Another good example of the goal of consumer-oriented DRM is that which is being sought by the music industry: record companies and Internet media distributors are trying to develop a robust solution that will allow for the sale of music files, which contain rights tickets that specify how the files can be used by the purchaser. Maybe the song can only be played for 30 days, or maybe only on a specific PC, and/or maybe they can be allowed to make a single copy after which the file deletes itself. One form of this is The Secure Digital Music Initiative (SDMI), organized by a collection of over 160 companies and organizations. The SDMI portable device specification is a voluntary, open standard for delivery of digital music.
Forms of DRM are offered by the many companies which have staked a claim to this market space. Some offer custom XML-based solutions which combine the various acronymical technologies, inluding older buzzwords like "data warehousing," or "data mining," and some offer watered-down products which may do something "kind of like DRM," which is limiting use of content viewed via one avenue, such as a Web browser.
In this last case there are numerous companies which purport to offer some form of protection for viewing images online, and inline of a Web page, while prohibiting copying/saving, and/or printing and screen capture of images and text. While not strictly DRM, this type of solution has many of the same goals: defining use of delivered content.
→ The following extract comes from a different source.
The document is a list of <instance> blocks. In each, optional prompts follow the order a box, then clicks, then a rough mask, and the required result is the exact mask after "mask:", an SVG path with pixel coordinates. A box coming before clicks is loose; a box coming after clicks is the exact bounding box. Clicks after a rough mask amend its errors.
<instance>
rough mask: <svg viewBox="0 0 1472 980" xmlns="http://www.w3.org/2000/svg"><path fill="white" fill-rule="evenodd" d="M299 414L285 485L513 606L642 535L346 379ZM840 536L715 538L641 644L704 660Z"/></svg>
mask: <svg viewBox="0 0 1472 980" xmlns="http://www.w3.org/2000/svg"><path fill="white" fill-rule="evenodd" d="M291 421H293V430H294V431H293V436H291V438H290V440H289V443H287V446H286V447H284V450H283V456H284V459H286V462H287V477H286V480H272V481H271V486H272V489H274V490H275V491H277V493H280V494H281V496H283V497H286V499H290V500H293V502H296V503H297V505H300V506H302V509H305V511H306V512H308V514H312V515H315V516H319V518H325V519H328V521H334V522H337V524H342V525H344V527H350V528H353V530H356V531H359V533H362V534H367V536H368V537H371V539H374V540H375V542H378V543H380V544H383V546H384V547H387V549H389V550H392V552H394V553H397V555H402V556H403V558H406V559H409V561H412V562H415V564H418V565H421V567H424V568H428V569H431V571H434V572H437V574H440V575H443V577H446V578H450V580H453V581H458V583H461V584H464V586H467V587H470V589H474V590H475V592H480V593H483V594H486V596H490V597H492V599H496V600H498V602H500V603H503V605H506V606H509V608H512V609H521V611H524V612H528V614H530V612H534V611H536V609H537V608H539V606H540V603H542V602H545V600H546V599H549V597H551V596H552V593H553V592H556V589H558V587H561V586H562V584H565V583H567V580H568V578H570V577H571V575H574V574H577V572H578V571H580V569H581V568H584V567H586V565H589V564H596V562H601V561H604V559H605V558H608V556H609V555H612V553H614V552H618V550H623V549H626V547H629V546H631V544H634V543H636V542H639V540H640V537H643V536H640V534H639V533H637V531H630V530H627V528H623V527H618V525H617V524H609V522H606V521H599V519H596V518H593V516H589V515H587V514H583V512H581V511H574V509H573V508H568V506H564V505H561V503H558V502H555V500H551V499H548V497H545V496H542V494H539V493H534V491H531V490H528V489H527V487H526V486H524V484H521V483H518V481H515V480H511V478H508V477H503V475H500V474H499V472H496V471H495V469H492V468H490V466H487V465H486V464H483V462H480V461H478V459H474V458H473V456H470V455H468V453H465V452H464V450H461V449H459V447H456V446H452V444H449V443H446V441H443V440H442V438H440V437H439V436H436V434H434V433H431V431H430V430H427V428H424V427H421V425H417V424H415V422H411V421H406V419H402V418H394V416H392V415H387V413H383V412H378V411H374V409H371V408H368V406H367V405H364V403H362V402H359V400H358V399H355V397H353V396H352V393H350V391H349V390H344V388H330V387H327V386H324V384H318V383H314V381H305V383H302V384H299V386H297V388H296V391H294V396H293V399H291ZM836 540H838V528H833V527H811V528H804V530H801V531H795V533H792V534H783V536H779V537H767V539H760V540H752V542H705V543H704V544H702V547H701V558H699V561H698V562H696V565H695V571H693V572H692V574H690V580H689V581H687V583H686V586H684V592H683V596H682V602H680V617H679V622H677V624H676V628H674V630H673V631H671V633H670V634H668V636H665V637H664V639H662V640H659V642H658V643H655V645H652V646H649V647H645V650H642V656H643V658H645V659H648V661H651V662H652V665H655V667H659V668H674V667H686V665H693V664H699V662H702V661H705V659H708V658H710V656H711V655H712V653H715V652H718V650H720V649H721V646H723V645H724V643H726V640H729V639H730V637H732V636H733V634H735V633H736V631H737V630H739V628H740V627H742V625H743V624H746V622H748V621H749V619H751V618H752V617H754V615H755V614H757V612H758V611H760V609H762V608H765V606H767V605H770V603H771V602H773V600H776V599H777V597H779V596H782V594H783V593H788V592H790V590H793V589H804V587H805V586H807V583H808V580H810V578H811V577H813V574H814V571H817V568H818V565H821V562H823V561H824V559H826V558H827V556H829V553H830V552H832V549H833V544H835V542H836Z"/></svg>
Thus, if we add this other form to the definition; we would then have two general forms of DRM: 1) the management and delivery of content with usage rules attached, such as a key file, wrapper, or ticket embedded into the file object; and, 2) the control of content for use without attached usage rules, but whose use is managed through a device or media player that controls use depending on rules which are provided to the device or player from a connected management system.